Part 2: The boom-and-bust cycle of tequila

Erin Smith

With the long lead times that it takes to grow agave plants to boost mezcal and tequila production it may not be surprising that the category overall has gone through a couple of boom-and-bust cycles in its nearly 500-year history.

“There have been a number of shortages over the past century or so. The most recent shortage was in 2000. That had to do with an inelastic supply and a higher than expected demand,” says Jesse Estes of El Nivel.

According to Estes when a supply shortage occurs, prices spike and lure farmers that normally grew other crops to plant agave instead. “Fifteen years ago there was a spike in the price and tequila got as high as 20 pesos per kilo, which was very high. When the growers see the price spikes, farmers then switch crops and ten years later you have an over-supply. Then people stop planting because prices fall.”

According to Estes supply and demand are currently in balance. But there may be a shortage in the not too distant future, particularly for mezcals.

“I think the boom to some extent is already happening. With mezcal there is big dilemma. We want the category to do well, but it is becoming clear that the increase in demand creates a big strain on local producers.”

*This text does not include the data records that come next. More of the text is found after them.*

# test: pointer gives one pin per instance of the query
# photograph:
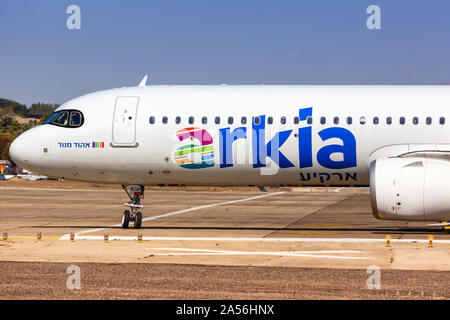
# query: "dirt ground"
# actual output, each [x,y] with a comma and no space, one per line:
[40,280]
[201,245]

Wild agave varieties used in mezcal production may be particularly vulnerable to supply shortages because they tend to take significantly longer to mature before they are ready to be harvested. “Wild varieties like Tobola, for example take a long time to grow and it has a really low yield in terms of the sugar content and the volume of mezcal that it produces. Even if we plant more now we have to wait 12 to15 years, sometimes longer.”